What does all this have to do with the garden? Everything, don't you think?


  1. I'm sitting here typing this and looking at that very same moon, sharing your thoughts and wondering why it is so extremely intense this particular month.

  2. I read a student poem in college. It's title captures the image perfectly: the moon as salt lick.

  3. When I gaze upward I'm often reminded of just how incredibly fortunate we are to be spinning on the one round rock, within an unimaginable vast distance, that actually supports life. Double blessed are we to have evolved to the point of realizing, and for some, appreciating our place in the universe.

  4. Yes we are. We so easily forget how fragile it all is. The biosphere has the relative thinness of tissue paper. We're literally on the edge of existence, yet we can appreciate the beauty of a single weed, and we live without fear.

  5. It's been a big, beautiful and cold moon here. There's not much gardening to be done here now. Wandering out at night and looking at the moon and stars is about as good as it gets.

  6. Nothing like a big ole moon in the middle of winter, especially with a snow cover. I remember turning my car lights off late at night after a big snow and it was an amazing sight. Blue everywhere. (I don't normally drive at night without lights!)

  7. I shiver just to look at these photos.

    Came over to check the mention on

    is ok.


  8. Ester,
    It's an honor to be mentioned by someone married to a Martian.

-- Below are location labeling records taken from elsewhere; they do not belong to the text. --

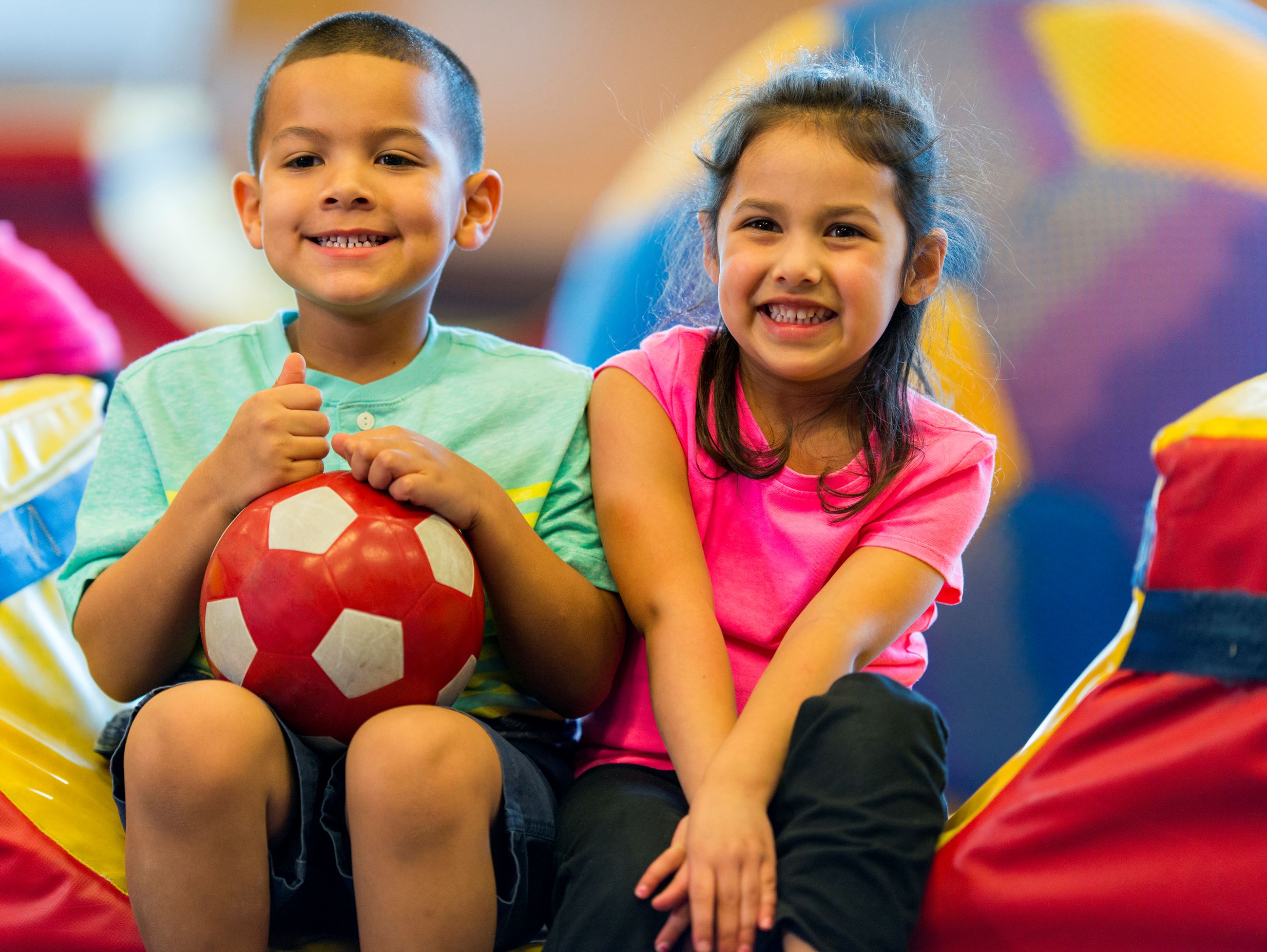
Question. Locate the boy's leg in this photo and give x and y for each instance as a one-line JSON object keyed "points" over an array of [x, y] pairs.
{"points": [[614, 822], [210, 784], [857, 817], [423, 788]]}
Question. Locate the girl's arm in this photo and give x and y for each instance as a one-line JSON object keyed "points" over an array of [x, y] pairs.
{"points": [[653, 547]]}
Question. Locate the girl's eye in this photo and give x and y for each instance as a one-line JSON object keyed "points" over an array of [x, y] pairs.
{"points": [[392, 159], [762, 225]]}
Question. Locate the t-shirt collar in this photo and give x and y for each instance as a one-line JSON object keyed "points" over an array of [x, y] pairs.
{"points": [[421, 370]]}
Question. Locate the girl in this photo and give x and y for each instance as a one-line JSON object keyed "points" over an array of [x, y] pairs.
{"points": [[780, 511]]}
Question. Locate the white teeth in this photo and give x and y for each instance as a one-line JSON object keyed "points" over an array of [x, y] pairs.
{"points": [[784, 314]]}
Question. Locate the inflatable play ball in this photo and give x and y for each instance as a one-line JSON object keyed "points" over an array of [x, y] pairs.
{"points": [[334, 602]]}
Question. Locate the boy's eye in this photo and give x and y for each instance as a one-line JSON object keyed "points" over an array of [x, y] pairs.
{"points": [[842, 231], [392, 159]]}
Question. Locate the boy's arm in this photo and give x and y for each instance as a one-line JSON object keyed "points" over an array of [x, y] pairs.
{"points": [[653, 547], [138, 621], [562, 633]]}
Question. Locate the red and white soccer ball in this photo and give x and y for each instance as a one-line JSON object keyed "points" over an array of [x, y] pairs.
{"points": [[334, 602]]}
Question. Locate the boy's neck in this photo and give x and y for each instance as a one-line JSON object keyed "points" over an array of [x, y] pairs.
{"points": [[359, 348]]}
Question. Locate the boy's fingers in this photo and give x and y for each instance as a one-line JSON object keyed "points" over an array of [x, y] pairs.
{"points": [[677, 923], [728, 908], [298, 397], [292, 370], [769, 896], [308, 449], [676, 893], [308, 423], [662, 866], [749, 906], [702, 896]]}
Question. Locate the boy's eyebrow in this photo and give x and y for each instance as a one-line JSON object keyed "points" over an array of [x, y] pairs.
{"points": [[301, 132]]}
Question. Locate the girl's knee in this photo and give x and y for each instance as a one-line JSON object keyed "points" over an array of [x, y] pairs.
{"points": [[423, 769]]}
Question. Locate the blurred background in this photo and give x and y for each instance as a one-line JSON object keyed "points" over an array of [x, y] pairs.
{"points": [[1126, 143]]}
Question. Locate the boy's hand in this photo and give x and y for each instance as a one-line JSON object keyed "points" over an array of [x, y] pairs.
{"points": [[277, 438], [413, 469]]}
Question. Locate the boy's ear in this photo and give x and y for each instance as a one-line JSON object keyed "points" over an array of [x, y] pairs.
{"points": [[710, 236], [246, 197], [924, 275], [482, 202]]}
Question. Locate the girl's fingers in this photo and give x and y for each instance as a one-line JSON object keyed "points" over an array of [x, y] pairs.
{"points": [[728, 908], [677, 923], [662, 866], [769, 896], [704, 893], [676, 893]]}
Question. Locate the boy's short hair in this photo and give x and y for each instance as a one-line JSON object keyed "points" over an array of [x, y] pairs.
{"points": [[379, 35]]}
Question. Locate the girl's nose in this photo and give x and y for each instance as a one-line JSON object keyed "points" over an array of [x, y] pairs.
{"points": [[797, 264]]}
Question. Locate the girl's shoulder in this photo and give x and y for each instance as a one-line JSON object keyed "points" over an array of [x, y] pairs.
{"points": [[667, 362], [947, 437]]}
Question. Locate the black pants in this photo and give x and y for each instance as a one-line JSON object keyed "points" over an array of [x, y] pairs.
{"points": [[856, 816]]}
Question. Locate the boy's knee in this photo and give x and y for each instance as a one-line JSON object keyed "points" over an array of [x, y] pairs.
{"points": [[425, 770], [871, 713], [199, 745]]}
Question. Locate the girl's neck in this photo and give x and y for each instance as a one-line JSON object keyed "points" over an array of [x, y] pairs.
{"points": [[360, 348], [823, 437]]}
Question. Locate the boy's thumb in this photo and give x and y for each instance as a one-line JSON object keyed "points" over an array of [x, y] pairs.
{"points": [[293, 370]]}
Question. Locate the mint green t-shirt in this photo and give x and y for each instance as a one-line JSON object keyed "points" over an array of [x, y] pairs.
{"points": [[516, 412]]}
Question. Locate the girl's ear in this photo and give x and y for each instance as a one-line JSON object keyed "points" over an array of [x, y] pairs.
{"points": [[710, 237], [480, 203], [246, 197], [924, 275]]}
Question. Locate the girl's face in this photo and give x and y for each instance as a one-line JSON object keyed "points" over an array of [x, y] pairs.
{"points": [[809, 257]]}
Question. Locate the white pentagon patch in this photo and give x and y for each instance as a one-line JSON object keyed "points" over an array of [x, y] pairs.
{"points": [[450, 692], [309, 522], [230, 645], [450, 560], [362, 652], [327, 745]]}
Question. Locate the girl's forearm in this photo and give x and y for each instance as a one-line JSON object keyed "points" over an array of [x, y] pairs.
{"points": [[692, 693]]}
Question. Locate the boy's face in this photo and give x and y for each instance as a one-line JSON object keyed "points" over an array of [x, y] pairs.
{"points": [[360, 194]]}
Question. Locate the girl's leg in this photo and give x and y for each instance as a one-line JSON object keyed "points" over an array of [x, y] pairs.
{"points": [[423, 789], [614, 822], [857, 816], [210, 784]]}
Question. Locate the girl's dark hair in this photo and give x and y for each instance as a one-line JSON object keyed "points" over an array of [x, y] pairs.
{"points": [[882, 118]]}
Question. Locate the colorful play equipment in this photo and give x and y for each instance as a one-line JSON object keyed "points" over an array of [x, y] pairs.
{"points": [[1126, 288], [334, 603], [1133, 819]]}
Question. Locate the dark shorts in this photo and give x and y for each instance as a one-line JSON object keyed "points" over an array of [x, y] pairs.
{"points": [[856, 819], [312, 868]]}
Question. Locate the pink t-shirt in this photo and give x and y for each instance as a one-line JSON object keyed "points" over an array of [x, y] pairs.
{"points": [[771, 547]]}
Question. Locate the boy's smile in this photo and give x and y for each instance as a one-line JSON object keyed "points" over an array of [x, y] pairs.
{"points": [[360, 195]]}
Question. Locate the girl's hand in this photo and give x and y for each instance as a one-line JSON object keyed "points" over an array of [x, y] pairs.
{"points": [[277, 437], [730, 847], [417, 470]]}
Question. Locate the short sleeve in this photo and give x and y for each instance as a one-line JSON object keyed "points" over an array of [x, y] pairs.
{"points": [[936, 514], [567, 522], [122, 502]]}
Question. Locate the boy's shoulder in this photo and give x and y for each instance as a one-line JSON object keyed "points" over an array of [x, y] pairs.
{"points": [[214, 348], [480, 352]]}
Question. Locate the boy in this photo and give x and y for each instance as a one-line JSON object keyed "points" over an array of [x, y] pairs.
{"points": [[366, 151]]}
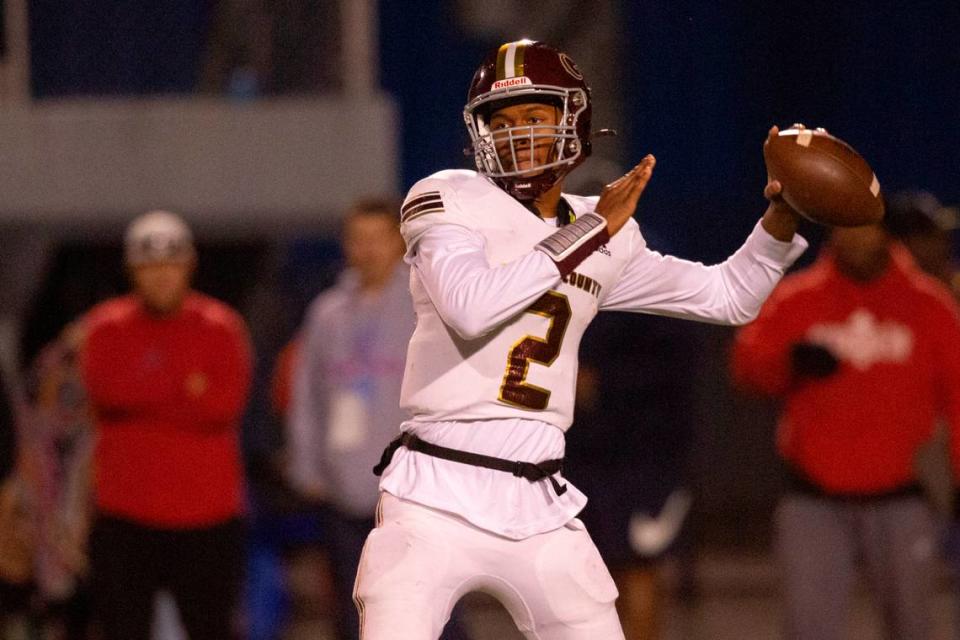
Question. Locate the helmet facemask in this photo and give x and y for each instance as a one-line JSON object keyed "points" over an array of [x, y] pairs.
{"points": [[567, 150]]}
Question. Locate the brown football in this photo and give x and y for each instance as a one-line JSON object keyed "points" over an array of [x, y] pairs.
{"points": [[823, 178]]}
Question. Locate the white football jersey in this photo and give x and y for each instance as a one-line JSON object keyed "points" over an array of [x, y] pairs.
{"points": [[527, 365], [492, 364]]}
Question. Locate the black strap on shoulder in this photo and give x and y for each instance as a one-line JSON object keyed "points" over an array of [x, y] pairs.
{"points": [[529, 470]]}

  9. To think that humans have been to the moon, something that not long ago might have seemed so distant, unattainable. Still, I like how you'd willing to settle for an earthly paradise. Maybe I'm too oldschool to ever really want to be part of things of the sky. There's happiness to be had in this thin skin of Earth's crust, with life-giving light coming from above and equally sustaining materials from the ground below. The sky goes on forever. What we have here is so much rarer.

  10. James,
    Pascal said something like "what frightens me is the spaces between the stars." I choose earth, fragile and temporary as it is. (Not sure about the Pascal quote, though.)